While many people read for fun, everyone needs to read to be successful in today’s economy, said Ron Wolfe, co-chair of Madison County Project Read’s Read-a-Thon conducted held Saturday at Richmond City Hall.
Even with the emphasis on education in Madison County, home to two institutions of higher learning, “We still have hundreds of people who read very poorly if at all,” Wolfe said.
Project Read offers tutoring in math, reading and English as a second language for individuals 16 and older, he said. “The annual Read-a-Thon is held to make people aware of the services we offer and to recruit tutors.”
The goal of Project Read’s tutoring is to help students qualify for the General Education Diploma (GED), Wolfe said.
In recent years, the Read-a-Thon was conducted in the Richmond Mall, but this year the event was moved to Richmond City Hall to facilitate video taping, Wolfe said.
The Read-a-Thon tape will be shown on Adelphia Cable Channel 12 for the first time March 3. “We hope to have it shown several other times as well,” he said.
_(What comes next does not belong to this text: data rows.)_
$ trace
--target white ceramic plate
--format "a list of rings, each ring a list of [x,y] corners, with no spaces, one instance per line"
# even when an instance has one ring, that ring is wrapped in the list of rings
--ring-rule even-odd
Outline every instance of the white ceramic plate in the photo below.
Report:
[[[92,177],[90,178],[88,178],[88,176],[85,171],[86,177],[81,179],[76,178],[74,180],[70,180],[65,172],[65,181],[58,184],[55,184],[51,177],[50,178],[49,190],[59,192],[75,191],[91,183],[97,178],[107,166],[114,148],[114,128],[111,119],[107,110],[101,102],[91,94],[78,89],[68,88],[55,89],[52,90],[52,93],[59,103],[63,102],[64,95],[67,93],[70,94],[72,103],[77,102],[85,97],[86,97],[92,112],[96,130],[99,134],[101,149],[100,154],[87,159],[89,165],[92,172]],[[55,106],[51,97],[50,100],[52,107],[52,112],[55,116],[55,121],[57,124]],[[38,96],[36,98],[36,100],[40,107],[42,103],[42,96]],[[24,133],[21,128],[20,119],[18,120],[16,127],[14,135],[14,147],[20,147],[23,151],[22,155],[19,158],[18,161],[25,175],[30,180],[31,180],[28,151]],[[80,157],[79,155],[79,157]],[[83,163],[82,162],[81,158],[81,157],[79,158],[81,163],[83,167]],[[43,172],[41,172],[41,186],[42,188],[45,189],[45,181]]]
Readers came from all parts of Madison County and included Richmond Mayor Connie Lawson, Berea Mayor Steve Connelly and Eastern Kentucky University President Joanne Glasser.
A group of third-graders from Model Laboratory School read compositions they wrote as if they had been passengers of the ill-fated Titanic, the supposedly “unsinkable” ship that went down in the chilly waters of the Atlantic Ocean after hitting an iceberg in April 1912.
The children imagined themselves as passengers in various classes aboard the ship, from rich to poor.
While describing the terror and tragedy that occurred all around them, the students wrote scripts with happy endings for their families.
All described how Titanic crewmen “shoved” or “forced” their fathers onto lifeboats with their wives and children despite the captain’s orders that only women and children be allowed on the lifeboats.
With TDS Restaurants, owner of the Richmond McDonald’s franchise as its sponsor, the Read-a-Thon’s list of more than 70 readers included Ronald McDonald.
While the young school children were still present, Ronald read “Five Little Monkeys Wash the Car.”
“This is a story that I enjoyed when I was just a little clown,” he said.
Some seventh-graders from Madison Middle School read papers they had written for a statewide soil conservation essay contest.
“We must conserve the rich soil that makes the grass in Kentucky so green,” one student wrote. “It’s so green it’s called bluegrass.”
During the Read-a-Thon, Project Read recognized its longest-serving board member, retired EKU English professor Dr. Martha Conaway. She also took her turn reading.